"The force with which I had thrown him, together with my blow, had stunned him, and I would have left him in that condition had it not been for the cat—the accursed cat—that, peeping up at me from every particle of his prostrate body, egged me on to kill him. My intense admiration for his genius now manifested itself in the way in which I imitated all his movements, from the visit to the door and window, to the spitting on his palms; and with a grin—the nearest counterpart that I could get, after prodigious efforts, to the one that so fascinated me—I approached his recumbent figure, and, bending over it, removed his neckerchief. I sat and admired the gently throbbing whiteness of

his throat for some seconds, and then, with a volley of execrations at the cat, commenced my novel and by no means uninteresting work. I am afraid I bungled it sadly, for I was disturbed when in the midst of it, by the sound of scratching, the violent and frantic scratching, of some animal on the upper panels of the door. The sound flustered me, and, my hand shaking in consequence, I did not make such a neat job of it as I should have liked.

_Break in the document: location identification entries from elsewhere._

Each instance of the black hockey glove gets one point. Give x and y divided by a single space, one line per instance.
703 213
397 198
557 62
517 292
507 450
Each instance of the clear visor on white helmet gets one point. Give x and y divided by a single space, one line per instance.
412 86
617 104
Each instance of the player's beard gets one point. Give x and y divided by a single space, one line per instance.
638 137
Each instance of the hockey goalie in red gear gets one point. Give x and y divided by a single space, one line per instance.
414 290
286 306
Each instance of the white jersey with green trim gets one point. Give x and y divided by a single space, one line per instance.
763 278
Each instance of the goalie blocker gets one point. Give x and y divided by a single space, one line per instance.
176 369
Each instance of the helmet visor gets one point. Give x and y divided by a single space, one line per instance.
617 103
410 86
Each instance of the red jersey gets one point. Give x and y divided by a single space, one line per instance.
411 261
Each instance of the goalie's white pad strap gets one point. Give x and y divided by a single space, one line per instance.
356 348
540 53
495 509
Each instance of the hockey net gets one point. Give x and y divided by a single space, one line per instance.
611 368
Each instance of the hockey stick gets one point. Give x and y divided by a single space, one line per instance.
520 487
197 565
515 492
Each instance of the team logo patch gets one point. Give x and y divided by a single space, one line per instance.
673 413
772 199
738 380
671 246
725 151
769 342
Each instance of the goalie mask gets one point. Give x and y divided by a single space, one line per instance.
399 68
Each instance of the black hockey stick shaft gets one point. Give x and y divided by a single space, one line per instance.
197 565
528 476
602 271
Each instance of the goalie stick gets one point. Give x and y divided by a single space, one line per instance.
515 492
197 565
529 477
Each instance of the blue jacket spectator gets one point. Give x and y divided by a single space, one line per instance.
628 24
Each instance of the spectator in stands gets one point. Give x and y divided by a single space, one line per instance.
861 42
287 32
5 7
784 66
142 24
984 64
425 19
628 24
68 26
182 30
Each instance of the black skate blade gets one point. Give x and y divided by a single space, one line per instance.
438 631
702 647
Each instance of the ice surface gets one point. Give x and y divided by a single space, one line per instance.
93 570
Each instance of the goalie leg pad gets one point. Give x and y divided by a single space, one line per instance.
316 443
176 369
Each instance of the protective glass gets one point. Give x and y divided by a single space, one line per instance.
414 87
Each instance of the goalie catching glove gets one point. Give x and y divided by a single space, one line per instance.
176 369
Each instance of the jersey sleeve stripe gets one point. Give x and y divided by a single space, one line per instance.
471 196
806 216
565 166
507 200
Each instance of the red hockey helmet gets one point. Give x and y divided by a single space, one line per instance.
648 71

However, I did my best, and at all events I killed him; and I enjoyed the supreme satisfaction of knowing that I had killed him—killed the cat. But my joy was of short duration, and I now bitterly regret my rash deed. Wherever I go in the daytime, the shadowy figure of the cat accompanies me, and at night, crouching on my bedclothes, it watches—watches me with the expression in its eyes and mouth of my would-be murderer on that memorable night."

As he concluded, for an instant, only for an instant, the shadow by his side grew clearer, and I saw the cat, saw it watching him with murder, ghastly murder lurking in its eyes. I struck a match, and, as I had anticipated, the phenomenon vanished.

"It will return," the Australian said gloomily; "it always does. I shall never get rid of it!" And as I fully concurred with this statement, and had no suggestions to offer, I thanked him for his story, and wished him good night. But I did not leave him alone. He still had his cat. I saw it return to him as I passed through the doorway. Of course, I had no means of verifying his story;

it might have been true, or it might not. But there was the cat!—thoroughly objective and as perfect a specimen of a feline, occult bestiality as I have ever seen or wish to see again.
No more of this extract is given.